Debt growing to sustain public spending, says Opposition leader
PN leader said that the budget only caters for the present day and does not account for the future needs of the country
PN leader Bernard Grech has accused the government of putting the country further into debt with a budget spending programme that only takes into consideration its short-term gains.
“This is a government that has indebted our country. €5 billion more in debt between 2020 and 2024 [...] The budget shows that the government has no strategy and no sense of direction. The speech was over 90 pages long but only reserved three pages for the future. There is nothing but debt for tomorrow under this government,” said Grech.
He stated that the budget was not credible and that the government had already failed in its aims by accumulating double the public debt it had estimated for the end of 2021.
Grech said that the public debt increase was not the result of the pandemic, as Finance Minister Clyde Caruana had stated when he tagged the pandemic cost of the country at €1.5 billion. “The debt is a result of corruption, lack of direction and reckless spending”.
The measures that Grech said were positive included those which the PN had insisted on, like free IVF medication for women.
He said that the government had no vision on the main economic sectors like manufacturing, financial services and blockchain, which he said became only a buzz word.

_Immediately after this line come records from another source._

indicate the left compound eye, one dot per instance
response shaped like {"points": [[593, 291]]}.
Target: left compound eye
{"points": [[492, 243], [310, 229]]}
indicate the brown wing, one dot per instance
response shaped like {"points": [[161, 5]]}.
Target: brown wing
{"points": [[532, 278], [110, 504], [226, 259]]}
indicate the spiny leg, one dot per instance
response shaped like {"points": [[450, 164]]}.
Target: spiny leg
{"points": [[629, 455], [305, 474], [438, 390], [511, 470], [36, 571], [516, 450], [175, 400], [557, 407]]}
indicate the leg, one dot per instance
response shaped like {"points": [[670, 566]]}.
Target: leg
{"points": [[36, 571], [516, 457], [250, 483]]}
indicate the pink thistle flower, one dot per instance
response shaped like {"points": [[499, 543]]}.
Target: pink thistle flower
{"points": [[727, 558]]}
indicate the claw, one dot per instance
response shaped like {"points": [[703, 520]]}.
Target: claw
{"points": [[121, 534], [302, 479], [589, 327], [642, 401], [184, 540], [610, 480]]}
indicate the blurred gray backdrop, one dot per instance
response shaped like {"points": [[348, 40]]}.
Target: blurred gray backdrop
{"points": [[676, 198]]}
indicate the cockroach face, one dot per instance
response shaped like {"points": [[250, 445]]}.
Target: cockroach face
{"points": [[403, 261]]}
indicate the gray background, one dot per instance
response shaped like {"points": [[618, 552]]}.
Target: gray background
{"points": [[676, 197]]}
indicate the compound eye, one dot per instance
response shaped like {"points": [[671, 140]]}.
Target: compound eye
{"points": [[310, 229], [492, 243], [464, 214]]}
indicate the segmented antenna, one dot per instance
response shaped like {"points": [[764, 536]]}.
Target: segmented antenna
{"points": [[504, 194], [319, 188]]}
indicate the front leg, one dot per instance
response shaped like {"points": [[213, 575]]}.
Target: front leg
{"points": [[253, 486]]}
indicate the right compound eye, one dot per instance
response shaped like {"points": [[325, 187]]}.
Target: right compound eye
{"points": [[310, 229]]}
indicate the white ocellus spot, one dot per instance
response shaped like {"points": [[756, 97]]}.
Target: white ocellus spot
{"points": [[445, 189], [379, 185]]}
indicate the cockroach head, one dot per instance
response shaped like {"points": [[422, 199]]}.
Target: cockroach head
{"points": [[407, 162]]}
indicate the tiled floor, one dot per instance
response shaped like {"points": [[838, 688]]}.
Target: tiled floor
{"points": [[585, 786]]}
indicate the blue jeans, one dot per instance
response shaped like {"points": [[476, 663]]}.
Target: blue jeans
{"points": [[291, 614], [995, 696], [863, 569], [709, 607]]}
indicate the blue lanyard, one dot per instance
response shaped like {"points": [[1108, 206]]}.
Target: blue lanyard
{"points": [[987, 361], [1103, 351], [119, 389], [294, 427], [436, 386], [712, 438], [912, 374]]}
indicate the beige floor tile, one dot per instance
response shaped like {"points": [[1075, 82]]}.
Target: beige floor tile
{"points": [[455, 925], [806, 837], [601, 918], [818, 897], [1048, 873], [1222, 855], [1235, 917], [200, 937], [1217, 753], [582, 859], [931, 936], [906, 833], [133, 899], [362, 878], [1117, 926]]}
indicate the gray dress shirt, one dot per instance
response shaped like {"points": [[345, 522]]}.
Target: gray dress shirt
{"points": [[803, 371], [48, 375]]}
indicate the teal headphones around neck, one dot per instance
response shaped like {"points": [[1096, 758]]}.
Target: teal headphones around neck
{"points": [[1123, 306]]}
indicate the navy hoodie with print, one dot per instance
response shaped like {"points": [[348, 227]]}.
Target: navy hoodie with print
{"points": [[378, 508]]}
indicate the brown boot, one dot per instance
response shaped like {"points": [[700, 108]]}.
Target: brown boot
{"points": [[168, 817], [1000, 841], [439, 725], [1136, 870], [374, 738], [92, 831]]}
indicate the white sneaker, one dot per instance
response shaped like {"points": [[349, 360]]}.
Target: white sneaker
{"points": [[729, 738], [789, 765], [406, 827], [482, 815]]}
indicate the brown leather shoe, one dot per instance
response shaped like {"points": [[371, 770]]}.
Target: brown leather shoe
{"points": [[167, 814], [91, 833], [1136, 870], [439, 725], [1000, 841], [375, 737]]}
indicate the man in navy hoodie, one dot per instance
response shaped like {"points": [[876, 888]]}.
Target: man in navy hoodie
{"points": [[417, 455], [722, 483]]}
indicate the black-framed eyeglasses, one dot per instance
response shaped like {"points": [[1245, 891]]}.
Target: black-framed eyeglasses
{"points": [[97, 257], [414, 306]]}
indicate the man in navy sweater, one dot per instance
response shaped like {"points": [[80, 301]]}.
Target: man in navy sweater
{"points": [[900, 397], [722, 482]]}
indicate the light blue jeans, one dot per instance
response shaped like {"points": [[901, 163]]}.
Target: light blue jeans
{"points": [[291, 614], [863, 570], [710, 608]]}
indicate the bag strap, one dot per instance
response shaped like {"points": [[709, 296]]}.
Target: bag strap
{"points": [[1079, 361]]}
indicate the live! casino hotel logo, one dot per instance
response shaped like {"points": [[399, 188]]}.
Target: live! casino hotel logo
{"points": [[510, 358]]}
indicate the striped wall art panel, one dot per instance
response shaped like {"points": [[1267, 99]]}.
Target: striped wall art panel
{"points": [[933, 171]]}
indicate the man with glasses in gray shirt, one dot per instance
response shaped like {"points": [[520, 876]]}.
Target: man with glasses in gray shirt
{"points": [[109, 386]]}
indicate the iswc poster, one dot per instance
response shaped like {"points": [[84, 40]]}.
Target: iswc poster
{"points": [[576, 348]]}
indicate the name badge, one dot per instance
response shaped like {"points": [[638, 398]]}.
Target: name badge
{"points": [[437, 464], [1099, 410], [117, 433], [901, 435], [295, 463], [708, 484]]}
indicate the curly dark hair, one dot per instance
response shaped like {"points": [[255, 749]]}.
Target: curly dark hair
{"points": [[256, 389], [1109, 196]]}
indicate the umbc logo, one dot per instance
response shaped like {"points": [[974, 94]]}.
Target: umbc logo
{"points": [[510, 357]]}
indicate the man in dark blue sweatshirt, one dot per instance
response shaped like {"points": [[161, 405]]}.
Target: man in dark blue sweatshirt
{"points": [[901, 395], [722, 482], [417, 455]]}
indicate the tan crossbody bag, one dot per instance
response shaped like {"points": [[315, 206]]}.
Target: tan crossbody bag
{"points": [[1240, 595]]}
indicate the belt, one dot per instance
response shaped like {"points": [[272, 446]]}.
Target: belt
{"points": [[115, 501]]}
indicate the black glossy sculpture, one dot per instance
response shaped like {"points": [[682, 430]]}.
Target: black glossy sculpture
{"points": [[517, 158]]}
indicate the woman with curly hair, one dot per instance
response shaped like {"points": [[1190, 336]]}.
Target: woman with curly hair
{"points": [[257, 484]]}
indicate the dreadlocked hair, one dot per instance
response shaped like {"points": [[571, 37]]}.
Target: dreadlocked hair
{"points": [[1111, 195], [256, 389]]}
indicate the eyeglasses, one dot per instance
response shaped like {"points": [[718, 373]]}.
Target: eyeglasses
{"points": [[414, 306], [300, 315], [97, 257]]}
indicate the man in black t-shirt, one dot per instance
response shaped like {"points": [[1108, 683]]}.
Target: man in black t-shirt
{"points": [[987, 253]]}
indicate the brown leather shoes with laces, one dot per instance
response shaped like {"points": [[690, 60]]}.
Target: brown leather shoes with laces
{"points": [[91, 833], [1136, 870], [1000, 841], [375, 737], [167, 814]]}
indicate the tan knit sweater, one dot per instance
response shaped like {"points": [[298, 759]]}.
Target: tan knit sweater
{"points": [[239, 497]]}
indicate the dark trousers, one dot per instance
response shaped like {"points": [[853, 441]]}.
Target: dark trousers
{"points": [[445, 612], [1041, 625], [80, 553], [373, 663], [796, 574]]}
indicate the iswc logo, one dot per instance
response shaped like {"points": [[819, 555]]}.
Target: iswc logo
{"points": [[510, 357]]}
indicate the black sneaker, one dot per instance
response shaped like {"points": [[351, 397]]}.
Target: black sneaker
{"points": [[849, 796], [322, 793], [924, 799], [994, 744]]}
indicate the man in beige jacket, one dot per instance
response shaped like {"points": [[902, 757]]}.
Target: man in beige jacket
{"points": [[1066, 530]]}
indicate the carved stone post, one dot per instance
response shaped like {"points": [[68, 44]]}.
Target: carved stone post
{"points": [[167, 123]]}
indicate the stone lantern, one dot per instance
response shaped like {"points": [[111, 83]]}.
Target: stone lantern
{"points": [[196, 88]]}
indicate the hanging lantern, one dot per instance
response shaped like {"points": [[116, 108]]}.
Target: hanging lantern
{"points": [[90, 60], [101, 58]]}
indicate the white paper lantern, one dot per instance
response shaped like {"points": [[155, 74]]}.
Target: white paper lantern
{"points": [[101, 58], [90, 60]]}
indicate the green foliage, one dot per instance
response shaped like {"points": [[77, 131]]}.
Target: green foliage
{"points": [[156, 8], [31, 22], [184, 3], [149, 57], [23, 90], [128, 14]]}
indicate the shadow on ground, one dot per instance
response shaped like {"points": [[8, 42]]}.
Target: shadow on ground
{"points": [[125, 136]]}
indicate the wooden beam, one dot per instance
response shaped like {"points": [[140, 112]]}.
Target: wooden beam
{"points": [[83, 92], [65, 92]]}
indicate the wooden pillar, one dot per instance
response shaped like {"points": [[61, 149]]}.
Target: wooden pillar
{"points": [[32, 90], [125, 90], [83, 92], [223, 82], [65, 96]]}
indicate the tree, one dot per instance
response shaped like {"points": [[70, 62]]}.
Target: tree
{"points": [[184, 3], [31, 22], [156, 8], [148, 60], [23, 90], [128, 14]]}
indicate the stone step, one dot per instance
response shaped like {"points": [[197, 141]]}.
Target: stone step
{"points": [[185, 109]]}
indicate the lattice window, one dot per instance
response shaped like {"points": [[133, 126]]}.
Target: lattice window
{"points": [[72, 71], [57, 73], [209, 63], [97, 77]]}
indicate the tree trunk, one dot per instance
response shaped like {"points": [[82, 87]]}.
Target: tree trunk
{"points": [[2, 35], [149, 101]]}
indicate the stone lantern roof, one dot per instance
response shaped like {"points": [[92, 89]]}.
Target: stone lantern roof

Grech also argued that the government did not allocate any funding for the rising cost of living and that those who are suffering will not be helped, as the “government spent everything on corruption […] Just €1.75 for the rising cost-of-living but the government had enough millions for Vitals and Electrogas”.
Grech criticised the lack of studies on the metro and said that people would have to wait until the next budget for the project to start.
He said that the government had gone full circle when it comes to raising university stipends, and agreed with what the PN had been saying for long.
Grech said that only a PN government would guarantee a strong country and that he will be laying down the vision on how the economy could bounce back.
MaltaToday asked the PN leader whether as a prime minister Grech would have refrained from borrowing money in order to rebalance the books in the midst of crisis. He said the government had been reckless in its spending, by engaging in corruption and by dishing out direct orders. “A PN government would have managed to create wealth by diversifying the economy. This government did not create any new industry, except for the selling of passports”.